Zij staat bekend als de stichtster van de Babylonische mysteriën en als eerste hogepriesteres van het afgodendom. Het is verbazingwekkend wat de oude godsdienst van Babel aan cultus vertoonde. Verschillende gebruiken zijn vandaag terug te vinden waaronder het kerstfeest. Toen de stad en de tempels in Babel werden verwoest, vluchtte de hogepriester met een groep ingewijden met beelden en al naar Pergamum, waar het symbool van de slang werd opgericht als het beeld van de verborgen wijsheid. Daarvandaan staken ze later de zee over en emigreerden naar Italië waar zij zich vestigden op de Etruskische vlakte. Daar werd de oude cultus gepropageerd onder de naam van de Etruskische Mysteriën en tenslotte werd Rome het hoofdkwartier van de Babylonische afgodendienst. De dag waarop dus de christenen de geboorte van de Heere Jezus Christus herdenken, vierden ook de Germanen, Vikingen, Kelten Romeinen en Grieken rond de 25e december het feest van de terugkeer van het licht, het zogenaamde midwinter- of joelfeest en verjoegen ze enkele dagen later de boze geesten met veel geknal en feesten.

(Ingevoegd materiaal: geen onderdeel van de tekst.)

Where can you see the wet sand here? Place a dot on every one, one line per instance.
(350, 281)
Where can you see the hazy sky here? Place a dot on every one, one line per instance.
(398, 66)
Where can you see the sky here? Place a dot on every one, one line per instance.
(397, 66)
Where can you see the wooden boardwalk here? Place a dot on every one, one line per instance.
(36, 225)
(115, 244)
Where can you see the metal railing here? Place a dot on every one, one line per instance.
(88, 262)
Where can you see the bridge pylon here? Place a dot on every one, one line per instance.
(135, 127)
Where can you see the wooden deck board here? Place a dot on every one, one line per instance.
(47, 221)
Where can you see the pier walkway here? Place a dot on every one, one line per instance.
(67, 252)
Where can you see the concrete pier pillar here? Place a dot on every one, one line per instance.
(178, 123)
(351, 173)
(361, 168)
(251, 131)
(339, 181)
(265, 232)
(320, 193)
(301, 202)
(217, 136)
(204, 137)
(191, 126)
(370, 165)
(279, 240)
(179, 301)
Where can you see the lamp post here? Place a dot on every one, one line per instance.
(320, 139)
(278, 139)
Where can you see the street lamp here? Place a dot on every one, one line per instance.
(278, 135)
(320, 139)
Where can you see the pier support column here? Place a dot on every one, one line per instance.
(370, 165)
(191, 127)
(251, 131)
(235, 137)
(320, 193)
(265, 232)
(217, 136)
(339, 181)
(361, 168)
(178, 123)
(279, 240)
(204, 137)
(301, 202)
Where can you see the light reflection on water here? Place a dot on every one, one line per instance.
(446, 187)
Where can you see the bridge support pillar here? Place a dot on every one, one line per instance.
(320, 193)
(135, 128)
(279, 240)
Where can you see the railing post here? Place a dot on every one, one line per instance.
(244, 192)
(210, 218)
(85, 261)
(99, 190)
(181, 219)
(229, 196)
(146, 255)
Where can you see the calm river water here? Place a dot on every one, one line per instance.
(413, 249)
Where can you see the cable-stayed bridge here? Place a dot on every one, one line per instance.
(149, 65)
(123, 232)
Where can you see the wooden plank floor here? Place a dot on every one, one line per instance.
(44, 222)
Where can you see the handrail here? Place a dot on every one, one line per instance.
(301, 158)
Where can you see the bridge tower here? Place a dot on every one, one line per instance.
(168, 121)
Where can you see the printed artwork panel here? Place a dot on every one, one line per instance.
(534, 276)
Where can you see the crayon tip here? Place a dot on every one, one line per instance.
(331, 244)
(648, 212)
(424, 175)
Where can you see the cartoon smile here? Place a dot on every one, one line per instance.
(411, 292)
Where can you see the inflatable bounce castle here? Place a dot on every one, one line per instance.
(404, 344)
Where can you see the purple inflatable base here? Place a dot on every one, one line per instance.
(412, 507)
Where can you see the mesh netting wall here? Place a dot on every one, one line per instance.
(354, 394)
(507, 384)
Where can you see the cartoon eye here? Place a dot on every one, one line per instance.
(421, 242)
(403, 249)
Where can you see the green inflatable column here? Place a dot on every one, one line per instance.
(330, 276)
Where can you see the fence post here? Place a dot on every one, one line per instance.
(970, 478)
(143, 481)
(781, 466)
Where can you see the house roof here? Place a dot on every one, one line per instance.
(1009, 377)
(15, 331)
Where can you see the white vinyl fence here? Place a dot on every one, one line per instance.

Doordat keizer Constantijn de geboortedag van Christus op de 25e december vastlegde, versmolt rond het jaar 381 het heidense feest van het licht van de bovengenoemde volken zich met het christelijke kerstfeest.
Na 25 december wordt in praktisch alle culturen ook het nieuwe jaar op een feestelijke manier ingeluid met vuurwerk om onder meer de demonen af te schrikken. In Rome werd in 153 voor Christus het begin van het jaar op 1 januari gezet, maar aanvankelijk werd deze dag niet gevierd en had alleen een administratieve functie. Het Midwinterfeest vond plaats tijdens de laatste 12 of 13 dagen van het oude jaar. Het kerkelijk Nieuwjaar werd vastgesteld nadat het christendom zijn intrede had gedaan. In de vijftiende en zestiende eeuw gingen de meeste staten in Europa er toe over het Nieuwjaar op de eerste januari te vieren. Voor zover 1 januari als Nieuwjaar gevierd werd, ontstonden op deze datum gebruiken die vergelijkbaar zijn met die van andere dagen in de heidense midwintertijd. Het feest begon, zoals alle Germaanse en Keltische feesten, op de vooravond, die in het Engels nog steeds New Years Eve heet. Naar de heilige aan wie deze dag gewijd is werd vroeger ook wel van Silvesteravond gesproken, een naam die in Duitsland nog steeds gebruikt wordt. Sylvester was een paus uit de vierde eeuw; zijn feest valt op 31 december.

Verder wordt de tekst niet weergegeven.